Sociale rechtvaardigheid
Ook in zijn literaire werk zien we Dickens behoedzaam manoeuvreren. Zo schrijft Kaplan over Dickens' waarschijnlijk meest bekende werk A Christmas Carol, waarin ook zijn interesse voor bovennatuurlijke zaken terug is te vinden: ‘Door de tradities van het bovennatuurlijke uit de Gothic-fictie te moraliseren en te verchristelijken, creëerde hij een sociale fabel waarin de aard van bovennatuurlijke geesten en demonen keurig genoeg was om christelijke gelovigen niet te beledigen en los genoeg om acceptabel te zijn voor onkerkelijken.’ Ook in zijn opvattingen omtrent sociale rechtvaardigheid is Dickens typerend voor zijn tijd. Hij schilderde in hartverscheurende taferelen de sociale ellende onder de stedelijke proletariaten, maar bepleitte geen structurele veranderingen. De mens moest, net als hoofdpersoon Scrooge in A Christmas Carol, in zijn eigen hart de warmte zoeken en met individuele liefdadigheid het lot van de behoeftige medemens verzachten. Met zijn literaire werk wekte Dickens medelijden voor de misdeelden, hij deed een beroep op het hart voor een goede gave bij gelegenheid, zonder daarbij de portemonnee al te zwaar aan de orde te stellen. Dat sprak de lezers aan.
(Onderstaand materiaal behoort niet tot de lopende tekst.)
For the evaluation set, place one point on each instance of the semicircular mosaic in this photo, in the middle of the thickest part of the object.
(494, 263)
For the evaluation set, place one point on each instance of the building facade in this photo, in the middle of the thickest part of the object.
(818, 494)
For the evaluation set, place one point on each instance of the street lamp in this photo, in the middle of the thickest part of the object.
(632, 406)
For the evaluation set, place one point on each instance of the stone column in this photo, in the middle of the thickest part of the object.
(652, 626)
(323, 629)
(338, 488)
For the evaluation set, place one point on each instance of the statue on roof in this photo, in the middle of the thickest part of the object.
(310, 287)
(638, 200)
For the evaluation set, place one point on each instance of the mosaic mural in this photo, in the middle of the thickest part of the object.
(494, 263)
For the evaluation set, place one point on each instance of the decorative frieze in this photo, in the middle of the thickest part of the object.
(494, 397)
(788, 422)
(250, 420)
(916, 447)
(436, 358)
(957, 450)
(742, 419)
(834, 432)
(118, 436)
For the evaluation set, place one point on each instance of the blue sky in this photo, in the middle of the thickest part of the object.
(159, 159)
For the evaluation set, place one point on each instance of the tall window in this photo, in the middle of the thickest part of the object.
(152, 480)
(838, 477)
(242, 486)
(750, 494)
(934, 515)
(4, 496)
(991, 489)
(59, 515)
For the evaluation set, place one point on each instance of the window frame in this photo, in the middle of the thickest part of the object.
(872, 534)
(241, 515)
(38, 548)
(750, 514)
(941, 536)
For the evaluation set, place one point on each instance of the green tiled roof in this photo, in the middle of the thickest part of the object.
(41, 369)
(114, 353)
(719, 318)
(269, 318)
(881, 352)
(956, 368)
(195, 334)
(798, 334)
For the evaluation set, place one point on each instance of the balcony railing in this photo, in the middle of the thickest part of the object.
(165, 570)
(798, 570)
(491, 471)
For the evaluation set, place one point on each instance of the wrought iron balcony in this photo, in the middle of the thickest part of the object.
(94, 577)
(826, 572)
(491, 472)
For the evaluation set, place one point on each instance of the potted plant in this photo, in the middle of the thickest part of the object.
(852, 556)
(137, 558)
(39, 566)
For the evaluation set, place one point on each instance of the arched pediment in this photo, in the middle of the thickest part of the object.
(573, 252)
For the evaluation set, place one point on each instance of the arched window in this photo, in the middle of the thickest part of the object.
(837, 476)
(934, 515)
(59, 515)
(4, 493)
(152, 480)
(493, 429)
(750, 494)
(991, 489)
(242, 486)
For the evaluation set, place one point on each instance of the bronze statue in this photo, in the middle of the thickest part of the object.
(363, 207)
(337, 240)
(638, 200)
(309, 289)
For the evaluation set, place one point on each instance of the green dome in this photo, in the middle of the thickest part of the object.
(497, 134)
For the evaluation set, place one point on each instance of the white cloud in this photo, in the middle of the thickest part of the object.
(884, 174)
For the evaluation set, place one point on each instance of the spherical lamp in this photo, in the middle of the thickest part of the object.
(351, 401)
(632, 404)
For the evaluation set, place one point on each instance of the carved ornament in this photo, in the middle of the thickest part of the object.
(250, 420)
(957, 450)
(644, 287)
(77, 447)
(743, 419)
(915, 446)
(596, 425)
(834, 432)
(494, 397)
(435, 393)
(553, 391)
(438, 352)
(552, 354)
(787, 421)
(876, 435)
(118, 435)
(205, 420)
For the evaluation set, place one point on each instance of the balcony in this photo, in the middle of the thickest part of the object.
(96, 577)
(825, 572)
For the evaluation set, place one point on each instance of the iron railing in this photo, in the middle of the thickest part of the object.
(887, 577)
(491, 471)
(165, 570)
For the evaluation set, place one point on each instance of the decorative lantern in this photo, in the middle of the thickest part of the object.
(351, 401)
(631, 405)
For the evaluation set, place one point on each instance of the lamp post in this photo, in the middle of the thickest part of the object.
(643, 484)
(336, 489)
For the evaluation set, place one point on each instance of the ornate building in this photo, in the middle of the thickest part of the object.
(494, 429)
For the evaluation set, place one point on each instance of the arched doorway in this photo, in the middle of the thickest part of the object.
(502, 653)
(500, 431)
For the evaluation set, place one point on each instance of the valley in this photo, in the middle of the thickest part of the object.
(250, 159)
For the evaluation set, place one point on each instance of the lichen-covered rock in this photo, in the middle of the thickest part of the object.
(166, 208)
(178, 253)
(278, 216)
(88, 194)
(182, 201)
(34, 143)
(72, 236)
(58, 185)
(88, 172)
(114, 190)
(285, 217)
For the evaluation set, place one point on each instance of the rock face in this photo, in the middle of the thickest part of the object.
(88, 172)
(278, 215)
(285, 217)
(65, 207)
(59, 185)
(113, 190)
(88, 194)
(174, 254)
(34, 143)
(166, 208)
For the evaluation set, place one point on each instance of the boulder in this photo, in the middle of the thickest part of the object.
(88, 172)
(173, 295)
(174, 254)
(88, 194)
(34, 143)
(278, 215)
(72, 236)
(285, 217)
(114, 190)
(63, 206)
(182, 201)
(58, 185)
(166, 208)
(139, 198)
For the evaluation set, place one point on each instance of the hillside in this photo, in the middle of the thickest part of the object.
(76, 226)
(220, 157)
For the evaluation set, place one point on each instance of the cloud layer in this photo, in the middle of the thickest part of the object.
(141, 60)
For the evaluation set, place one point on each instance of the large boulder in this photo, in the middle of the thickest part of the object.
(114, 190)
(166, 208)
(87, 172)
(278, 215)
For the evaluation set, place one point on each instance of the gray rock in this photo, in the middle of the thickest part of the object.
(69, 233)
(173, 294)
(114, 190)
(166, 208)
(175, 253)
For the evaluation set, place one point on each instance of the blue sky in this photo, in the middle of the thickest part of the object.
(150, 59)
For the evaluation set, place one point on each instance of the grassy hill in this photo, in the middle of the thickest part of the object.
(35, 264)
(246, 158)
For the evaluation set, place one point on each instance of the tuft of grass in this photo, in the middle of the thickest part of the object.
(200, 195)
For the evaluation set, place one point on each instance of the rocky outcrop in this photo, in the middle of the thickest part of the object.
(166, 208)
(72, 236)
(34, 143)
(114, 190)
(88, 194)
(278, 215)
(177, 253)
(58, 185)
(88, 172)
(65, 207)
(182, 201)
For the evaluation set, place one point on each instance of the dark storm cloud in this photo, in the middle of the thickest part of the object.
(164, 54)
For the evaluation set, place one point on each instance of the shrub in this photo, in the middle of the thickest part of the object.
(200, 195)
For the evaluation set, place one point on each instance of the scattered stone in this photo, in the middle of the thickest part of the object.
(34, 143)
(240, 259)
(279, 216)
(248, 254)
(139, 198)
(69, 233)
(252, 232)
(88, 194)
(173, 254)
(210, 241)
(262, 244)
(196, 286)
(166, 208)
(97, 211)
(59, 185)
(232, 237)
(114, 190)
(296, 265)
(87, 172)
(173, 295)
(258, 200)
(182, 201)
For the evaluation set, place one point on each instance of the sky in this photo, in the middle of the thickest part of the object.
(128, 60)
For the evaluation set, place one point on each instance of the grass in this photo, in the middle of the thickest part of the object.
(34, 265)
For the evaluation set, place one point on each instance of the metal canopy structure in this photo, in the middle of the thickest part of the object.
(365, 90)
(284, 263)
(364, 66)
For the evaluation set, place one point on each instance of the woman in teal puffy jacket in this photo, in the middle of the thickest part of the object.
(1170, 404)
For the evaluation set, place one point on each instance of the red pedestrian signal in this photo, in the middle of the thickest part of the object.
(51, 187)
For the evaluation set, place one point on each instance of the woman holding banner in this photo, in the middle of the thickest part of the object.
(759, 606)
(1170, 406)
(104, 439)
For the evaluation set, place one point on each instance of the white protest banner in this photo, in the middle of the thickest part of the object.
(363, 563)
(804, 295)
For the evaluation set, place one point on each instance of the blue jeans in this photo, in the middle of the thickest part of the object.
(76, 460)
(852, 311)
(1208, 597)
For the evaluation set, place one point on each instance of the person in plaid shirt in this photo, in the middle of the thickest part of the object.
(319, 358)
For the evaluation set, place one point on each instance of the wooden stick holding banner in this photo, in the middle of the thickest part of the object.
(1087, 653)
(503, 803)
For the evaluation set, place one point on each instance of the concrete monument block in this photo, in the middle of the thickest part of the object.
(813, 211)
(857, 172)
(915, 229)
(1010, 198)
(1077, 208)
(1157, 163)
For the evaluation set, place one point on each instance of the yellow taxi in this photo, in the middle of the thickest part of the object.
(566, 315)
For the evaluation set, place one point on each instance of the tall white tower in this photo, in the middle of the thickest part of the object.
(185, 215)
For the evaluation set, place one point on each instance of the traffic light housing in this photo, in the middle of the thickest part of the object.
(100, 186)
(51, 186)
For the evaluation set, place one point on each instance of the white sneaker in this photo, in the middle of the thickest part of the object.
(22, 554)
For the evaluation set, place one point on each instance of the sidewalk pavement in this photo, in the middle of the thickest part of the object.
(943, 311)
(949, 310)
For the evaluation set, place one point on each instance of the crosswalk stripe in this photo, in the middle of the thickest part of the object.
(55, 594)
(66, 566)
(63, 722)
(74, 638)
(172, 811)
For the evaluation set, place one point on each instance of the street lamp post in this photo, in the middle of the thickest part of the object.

Kaplan illustreert in nog een schitterend verhaal het geretoucheerde mensbeeld der Victorianen. In 1854 verscheen een rapport over de noordpoolexpeditie van Sir John Franklin. Niet alleen bleken alle deelnemers de dood te hebben gevonden, ze hadden deze ook door kannibalisme zo lang mogelijk proberen uit te stellen. Met zijn tijdgenoten was ook Dickens diep geschokt. Hij kon niet geloven dat een respectabel man als Franklin tot dergelijke ‘onmenselijkheden’ in staat was. Hij werkte zich door ‘een wildernis van boeken’ heen, en schreef twee artikelen getiteld ‘The Lost Arctic Voyagers’, en samen met Wilkie Collins het toneelstuk The Frozen Deep, waarin ook geen woord over kannibalisme. In hun voorstellingsvermogen was er geen ruimte voor.
In de passages die Kaplan aan Dickens' omgang met vrouwen wijdt, toont hij zich een behoedzaam, maar zeer overtuigend psycholoog. We zien Dickens niet alleen als terughoudend Victoriaans burger opereren, maar vooral als man. Op deze plaatsen zien we Kaplan als biograaf uit de jaren tachtig van onze eeuw aan het werk: zijn analyses zouden ondenkbaar zijn geweest vóór de emancipatorische discussies van de afgelopen decennia. Tegelijkertijd krijgt de Victoriaan Dickens iets van een tijdgenoot, een levende persoonlijkheid.
De ‘definitieve’ biografie heeft hij echter met Dickens. A Biography niet geschreven. Gelukkig niet.